مَنْ هذِهِ؟ فَقُلْتُ: أَنَا أُمُّ هَانِئٍ بِنْتُ أَبِي طَالِبٍ. فَقاَلَ: مَرْحَبًا بِأُمِّ هَانِئٍ

“Siapa yang datang ini?” “Saya Ummu Hani` bintu Abi Thalib,” jawabku.
“Marhaban Ummu Hani`,” sambut beliau. (HR. Al-Bukhari no. 357 dan
Muslim no. 1666)

Asma` bintu Yazid radhiyallahu ‘anha menyampaikan:

أَنَّ رَسُوْلَ اللهِ صَلَّى اللهُ عَلَيْهِ وَسَلَّمَ مَرَّ فِي
الْمَسْجِدِ يَوْمًا وَعُصْبَةٌ مِنَ النِّسَاءِ قُعُوْدٌ، فَأَلْوَى
بِيَدِهِ بِالتَّسْلِيْمِ

“Suatu hari Rasulullah Shallallahu ‘alaihi wa sallam lewat di masjid
dan sekumpulan wanita tengah duduk. Beliau pun melambaikan tangan
sebagai pengucapan salam.”6 (HR. At-Tirmidzi no. 2697, dishahihkan
Asy-Syaikh Al-Albani rahimahullahu dalam Shahih At-Tirmidzi)

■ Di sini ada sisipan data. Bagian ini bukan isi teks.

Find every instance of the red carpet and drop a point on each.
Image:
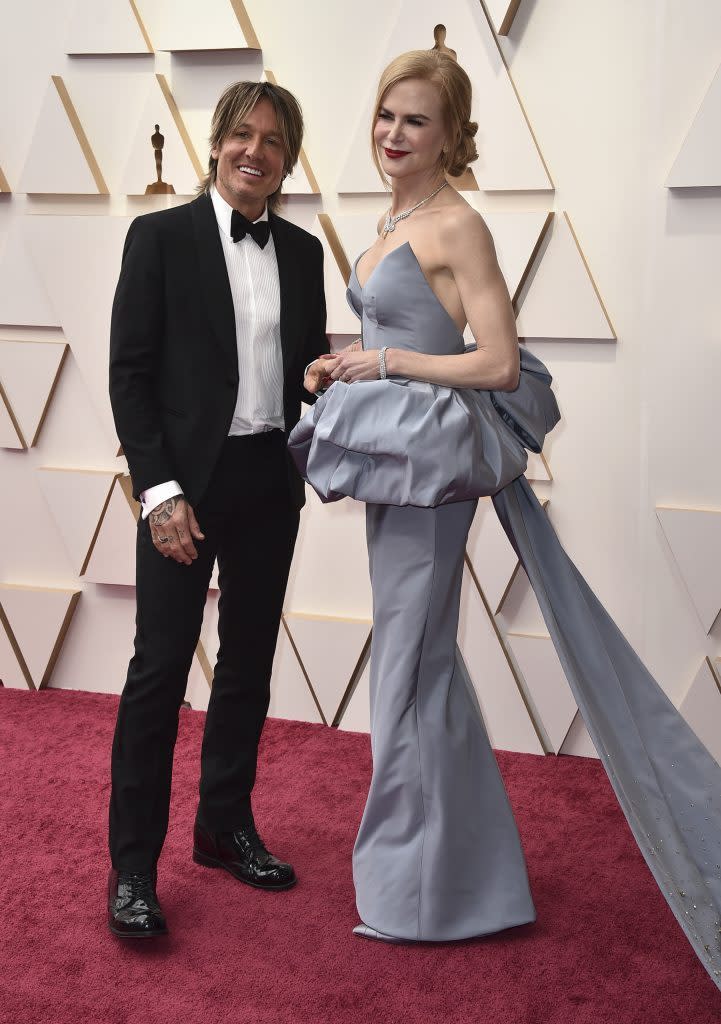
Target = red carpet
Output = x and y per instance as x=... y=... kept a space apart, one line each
x=605 y=946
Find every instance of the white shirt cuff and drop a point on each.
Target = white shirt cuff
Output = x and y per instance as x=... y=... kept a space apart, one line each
x=154 y=497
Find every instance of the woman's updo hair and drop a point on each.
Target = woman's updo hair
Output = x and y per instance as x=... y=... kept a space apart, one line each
x=455 y=87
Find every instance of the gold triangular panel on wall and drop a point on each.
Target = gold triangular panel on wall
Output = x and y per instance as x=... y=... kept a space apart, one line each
x=494 y=560
x=507 y=716
x=10 y=435
x=69 y=252
x=341 y=318
x=698 y=162
x=517 y=237
x=694 y=539
x=180 y=166
x=13 y=672
x=702 y=708
x=77 y=500
x=560 y=299
x=538 y=468
x=491 y=555
x=105 y=27
x=502 y=13
x=546 y=685
x=24 y=300
x=73 y=169
x=312 y=585
x=302 y=181
x=290 y=694
x=29 y=373
x=578 y=743
x=356 y=714
x=509 y=158
x=113 y=557
x=330 y=650
x=37 y=620
x=176 y=25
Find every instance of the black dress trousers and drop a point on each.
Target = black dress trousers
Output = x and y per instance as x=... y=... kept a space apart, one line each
x=250 y=523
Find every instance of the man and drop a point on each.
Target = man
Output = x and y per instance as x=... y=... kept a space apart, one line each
x=219 y=307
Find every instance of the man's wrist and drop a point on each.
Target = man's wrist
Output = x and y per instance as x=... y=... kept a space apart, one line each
x=155 y=496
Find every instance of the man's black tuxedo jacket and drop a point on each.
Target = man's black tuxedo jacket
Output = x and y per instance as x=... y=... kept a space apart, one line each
x=173 y=366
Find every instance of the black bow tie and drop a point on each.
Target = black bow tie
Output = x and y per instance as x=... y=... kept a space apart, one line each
x=240 y=226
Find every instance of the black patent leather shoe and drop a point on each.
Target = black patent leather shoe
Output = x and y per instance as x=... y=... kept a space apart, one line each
x=244 y=855
x=133 y=909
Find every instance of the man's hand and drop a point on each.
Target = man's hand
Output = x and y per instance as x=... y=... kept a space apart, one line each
x=319 y=373
x=173 y=526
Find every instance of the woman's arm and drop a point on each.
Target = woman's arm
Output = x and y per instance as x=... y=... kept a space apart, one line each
x=468 y=251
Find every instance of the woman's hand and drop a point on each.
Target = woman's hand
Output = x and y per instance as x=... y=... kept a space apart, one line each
x=319 y=373
x=353 y=365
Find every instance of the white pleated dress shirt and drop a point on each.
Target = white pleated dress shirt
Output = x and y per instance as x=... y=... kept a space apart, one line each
x=255 y=288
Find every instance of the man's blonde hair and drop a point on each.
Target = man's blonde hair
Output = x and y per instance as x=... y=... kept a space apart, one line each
x=232 y=110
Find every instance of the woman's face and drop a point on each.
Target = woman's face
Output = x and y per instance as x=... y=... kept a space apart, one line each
x=410 y=131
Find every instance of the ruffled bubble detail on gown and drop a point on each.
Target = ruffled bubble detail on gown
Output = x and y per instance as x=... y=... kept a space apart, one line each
x=406 y=450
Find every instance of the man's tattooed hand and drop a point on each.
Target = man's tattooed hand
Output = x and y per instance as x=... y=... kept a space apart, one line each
x=173 y=529
x=163 y=512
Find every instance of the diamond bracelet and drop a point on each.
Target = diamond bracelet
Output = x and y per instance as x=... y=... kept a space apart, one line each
x=381 y=363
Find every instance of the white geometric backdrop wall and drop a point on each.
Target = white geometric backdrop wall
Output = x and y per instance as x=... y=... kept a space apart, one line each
x=611 y=274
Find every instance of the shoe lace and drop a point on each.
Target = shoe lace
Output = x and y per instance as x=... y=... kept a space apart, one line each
x=139 y=887
x=254 y=838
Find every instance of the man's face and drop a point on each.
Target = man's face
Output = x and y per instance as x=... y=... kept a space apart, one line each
x=250 y=161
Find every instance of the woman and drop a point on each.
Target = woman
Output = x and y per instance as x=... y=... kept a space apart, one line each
x=419 y=427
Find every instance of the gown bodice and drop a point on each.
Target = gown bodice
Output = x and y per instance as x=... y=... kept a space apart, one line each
x=398 y=308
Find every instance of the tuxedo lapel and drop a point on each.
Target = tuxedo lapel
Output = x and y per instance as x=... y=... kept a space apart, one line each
x=290 y=289
x=213 y=275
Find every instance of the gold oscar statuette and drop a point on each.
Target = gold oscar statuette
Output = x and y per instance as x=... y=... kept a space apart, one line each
x=439 y=42
x=159 y=187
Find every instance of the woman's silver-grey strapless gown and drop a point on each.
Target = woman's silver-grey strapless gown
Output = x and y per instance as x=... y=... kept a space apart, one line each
x=437 y=855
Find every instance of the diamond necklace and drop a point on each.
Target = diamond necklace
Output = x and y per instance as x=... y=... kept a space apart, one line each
x=390 y=222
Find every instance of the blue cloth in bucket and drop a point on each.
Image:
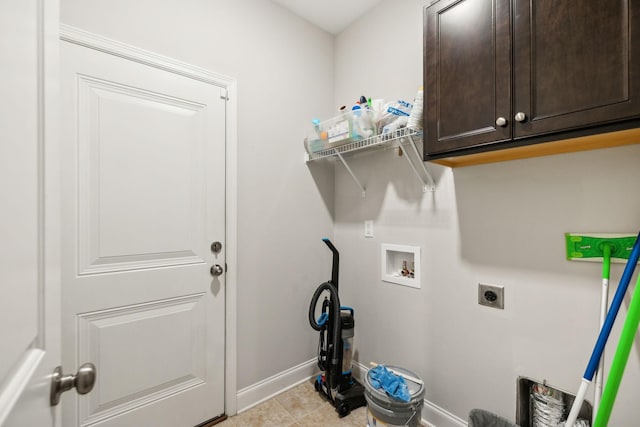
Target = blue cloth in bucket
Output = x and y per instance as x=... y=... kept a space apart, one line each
x=394 y=385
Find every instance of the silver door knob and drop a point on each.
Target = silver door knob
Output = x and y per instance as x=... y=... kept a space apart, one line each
x=520 y=117
x=83 y=381
x=216 y=247
x=216 y=270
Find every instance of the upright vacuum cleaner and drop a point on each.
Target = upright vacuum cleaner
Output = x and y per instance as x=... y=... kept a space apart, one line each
x=335 y=347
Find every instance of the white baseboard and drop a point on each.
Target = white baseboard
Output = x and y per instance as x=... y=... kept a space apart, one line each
x=257 y=393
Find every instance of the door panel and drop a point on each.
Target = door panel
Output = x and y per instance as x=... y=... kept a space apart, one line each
x=574 y=64
x=141 y=167
x=468 y=73
x=105 y=336
x=144 y=180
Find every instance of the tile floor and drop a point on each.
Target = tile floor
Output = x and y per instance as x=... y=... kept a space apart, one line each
x=300 y=406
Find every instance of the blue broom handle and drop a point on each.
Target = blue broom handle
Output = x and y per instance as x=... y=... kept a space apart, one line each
x=592 y=366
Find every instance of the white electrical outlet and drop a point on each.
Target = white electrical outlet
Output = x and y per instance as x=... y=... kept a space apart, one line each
x=368 y=228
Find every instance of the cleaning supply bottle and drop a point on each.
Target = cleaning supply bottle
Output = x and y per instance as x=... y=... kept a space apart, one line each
x=415 y=119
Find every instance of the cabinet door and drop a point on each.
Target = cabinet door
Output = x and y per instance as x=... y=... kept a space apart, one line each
x=576 y=63
x=467 y=74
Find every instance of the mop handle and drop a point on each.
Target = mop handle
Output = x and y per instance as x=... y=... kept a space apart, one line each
x=592 y=366
x=627 y=336
x=604 y=303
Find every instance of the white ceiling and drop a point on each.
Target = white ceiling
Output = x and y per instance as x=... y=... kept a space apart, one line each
x=332 y=16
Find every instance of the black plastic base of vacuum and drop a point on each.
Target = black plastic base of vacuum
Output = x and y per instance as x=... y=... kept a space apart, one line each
x=345 y=400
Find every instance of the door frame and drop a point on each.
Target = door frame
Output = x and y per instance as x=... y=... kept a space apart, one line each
x=228 y=91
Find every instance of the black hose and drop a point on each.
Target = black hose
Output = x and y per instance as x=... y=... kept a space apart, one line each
x=335 y=328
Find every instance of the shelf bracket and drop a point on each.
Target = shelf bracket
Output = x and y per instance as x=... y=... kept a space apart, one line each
x=428 y=184
x=355 y=178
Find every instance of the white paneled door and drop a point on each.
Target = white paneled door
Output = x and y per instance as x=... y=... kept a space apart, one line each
x=29 y=274
x=143 y=199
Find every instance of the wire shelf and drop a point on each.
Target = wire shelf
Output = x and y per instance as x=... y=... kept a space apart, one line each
x=377 y=141
x=404 y=137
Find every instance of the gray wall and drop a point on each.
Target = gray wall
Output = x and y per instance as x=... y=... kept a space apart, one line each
x=499 y=223
x=284 y=69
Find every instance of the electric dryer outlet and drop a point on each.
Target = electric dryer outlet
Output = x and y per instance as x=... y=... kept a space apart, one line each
x=491 y=295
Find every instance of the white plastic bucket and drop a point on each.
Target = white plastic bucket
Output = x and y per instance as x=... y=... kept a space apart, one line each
x=385 y=411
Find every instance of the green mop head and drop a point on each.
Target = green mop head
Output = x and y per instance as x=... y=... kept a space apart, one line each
x=590 y=247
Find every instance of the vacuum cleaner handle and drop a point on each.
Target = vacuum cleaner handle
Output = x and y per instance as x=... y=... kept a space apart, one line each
x=336 y=262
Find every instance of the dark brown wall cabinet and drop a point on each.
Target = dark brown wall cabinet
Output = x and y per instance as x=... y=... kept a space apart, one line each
x=499 y=73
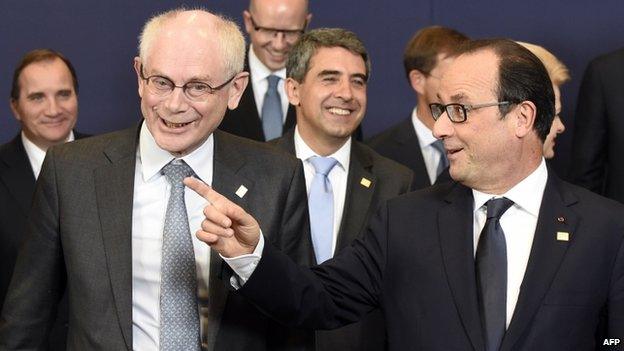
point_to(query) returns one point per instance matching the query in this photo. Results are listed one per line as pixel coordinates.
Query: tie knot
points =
(439, 146)
(176, 171)
(273, 80)
(496, 207)
(323, 165)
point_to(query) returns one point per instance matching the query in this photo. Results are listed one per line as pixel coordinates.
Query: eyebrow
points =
(329, 72)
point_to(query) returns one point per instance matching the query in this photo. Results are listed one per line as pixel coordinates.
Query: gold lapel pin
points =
(365, 182)
(242, 190)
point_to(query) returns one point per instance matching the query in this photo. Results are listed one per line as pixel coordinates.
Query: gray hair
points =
(298, 63)
(231, 40)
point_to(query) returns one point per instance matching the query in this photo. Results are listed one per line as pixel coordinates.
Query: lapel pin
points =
(365, 182)
(242, 190)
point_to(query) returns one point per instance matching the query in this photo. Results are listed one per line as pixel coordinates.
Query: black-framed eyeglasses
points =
(193, 90)
(289, 34)
(457, 113)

Abdullah ibnuz Zubair radhiyallahu ‘anhuma berkata mengomentari jual
beli atau pemberian yang diberikan oleh bibinya, Aisyah bintu Abi Bakr
radhiyallahu ‘anhuma7:

“Demi Allah! Aisyah harus berhenti dari apa yang dilakukannya8 atau aku
sungguh akan memboikotnya.” Ketika disampaikan ucapan Ibnuz Zubair ini
kepada Aisyah, ia berkata, “Apa benar Ibnuz Zubair (Abdullah) berkata
demikian?”

“Ya,” jawab mereka.

“Kalau begitu, demi Allah! Aku bernadzar tidak akan mengajak bicara Ibnuz Zubair selama-lamanya,” kata Aisyah dengan kesal.

Ketika sudah berlangsung lama hajrnya (diamnya) Aisyah kepadanya, Ibnuz
Zubair meminta bantuan kepada orang lain untuk menjadi perantara yang
mengishlah antara dia dan bibinya. Namun Aisyah menolaknya, “Tidak demi
Allah! Aku tidak akan menerima seorang pun yang menjadi perantaranya
agar aku kembali mengajaknya bicara dan aku tidak akan melanggar
nadzarku.”

Tatkala panjang lagi keadaan seperti itu bagi Ibnuz Zubair, ia pun
mengajak bicara Al-Miswar bin Makhramah dan Abdurrahman ibnul Aswad bin
Abdi Yaghuts, keduanya dari Bani Zuhrah.9 Ibnuz Zubair berkata kepada
keduanya, “Aku meminta kepada kalian berdua dengan nama Allah agar
kalian berdua memasukkan aku ke tempat Aisyah (hingga dapat bertemu
muka dengannya) karena tidak halal baginya bernadzar memutuskan
hubungan denganku.”

Al-Miswar dan Abdurrahman pun datang ke rumah Aisyah dalam keadaan
mereka menyelubungi tubuh mereka dengan rida`, bersama mereka berdua
ada Ibnuz Zubair. Mereka minta izin masuk ke rumah Aisyah. Keduanya
mengucapkan salam kepada Aisyah, “Assalamu ‘alaiki wa rahmatullahi wa
barakatuh, bolehkah kami masuk?” tanya mereka.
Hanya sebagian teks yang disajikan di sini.